Coffee with my younger self (actually, chai)
I meet her in the quiet hours of the morning, just as the sun spills gold over the Varanasi River, sacred chants vibrating circles over the water’s surface. She’s sitting barefoot on the earth, hands wrapped around a chipped ceramic cup of chai, watching steam curl into the humid air. She looks at me with wild, questioning eyes—the kind that have seen too much too soon yet still hold the glimmer of wonder.
I smile. “You always loved the wabi sabi of chipped pieces.”
She smirks. “It’s less about being broken, more about the beauty in decay.”

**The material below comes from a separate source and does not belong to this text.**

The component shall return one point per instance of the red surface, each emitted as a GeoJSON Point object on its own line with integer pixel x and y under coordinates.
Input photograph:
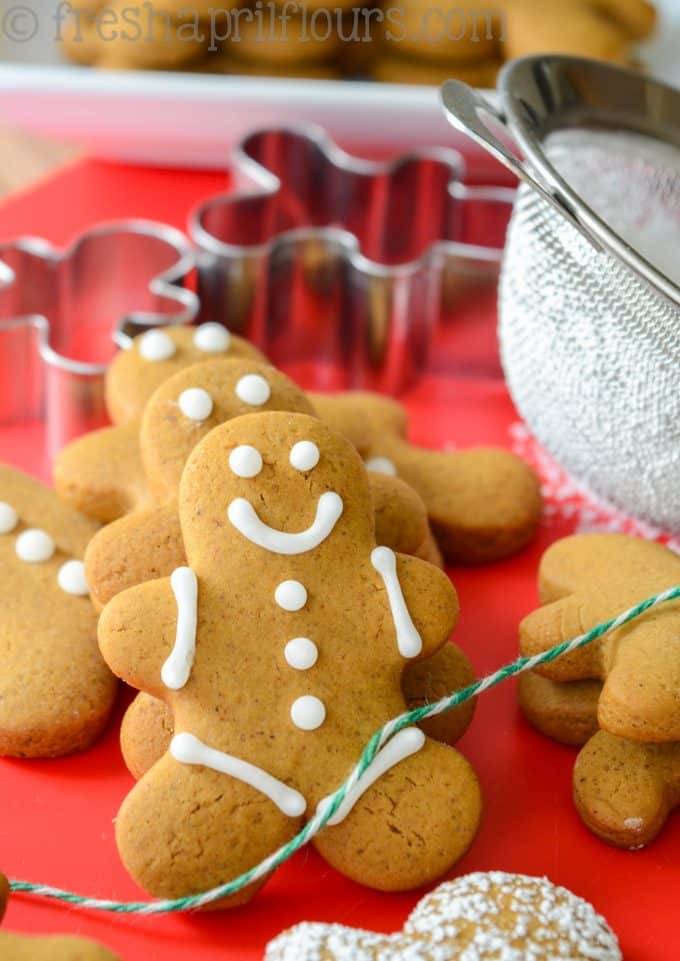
{"type": "Point", "coordinates": [57, 817]}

I nod, remembering. The way she clung to anything that burned—love, art, adventure, the sharp edge of heartbreak. She didn’t know yet that softness could be beautiful too. That surrender didn’t mean defeat. That rest could be just as revolutionary as running.

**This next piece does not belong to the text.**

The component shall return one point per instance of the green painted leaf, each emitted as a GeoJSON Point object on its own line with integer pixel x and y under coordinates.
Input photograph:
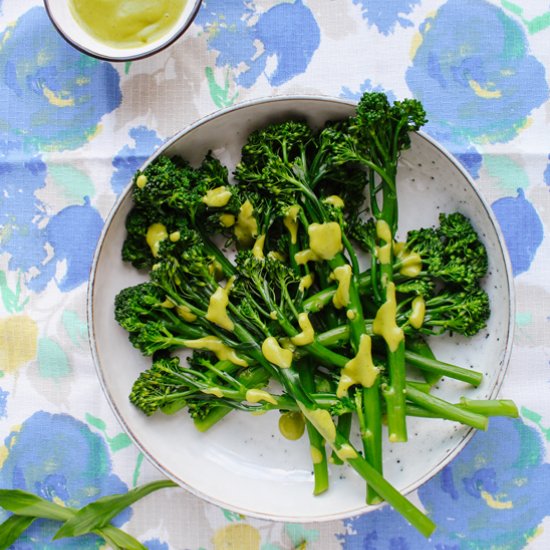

“You’re still wild,” she says, tilting her head. “Just… different.”
“I learned to listen,” I tell her. “To the faint breath of calmness, the ache in my bones, the pulse of something ancient calling me home.”
She exhales, staring at the horizon like she’s chasing a storm. “Does it get easier?”
I reach over and take her hand in mine—earth-stained, ink-smudged, trembling with hunger for something she can’t name. “It gets deeper.”
I tell her about the sacred spaces we will build. The women who will gather in candlelight and ceremony. The way movement will become prayer, and words will become spells. I tell her about Mary Magdalene, about trauma, loss and healing, about love so holy it cracks you open and pours light into every broken place.
She closes her eyes, breathing it in. Maybe she doesn’t fully believe me yet, but I see the way her shoulders soften, the way her hands grip the mug a little less tight.
“You’re gonna make it,” I whisper. “And not just survive—thrive.”
She opens her eyes, meets mine. A slow smile spreads across her lips.
“Guess I should finish my chai then.”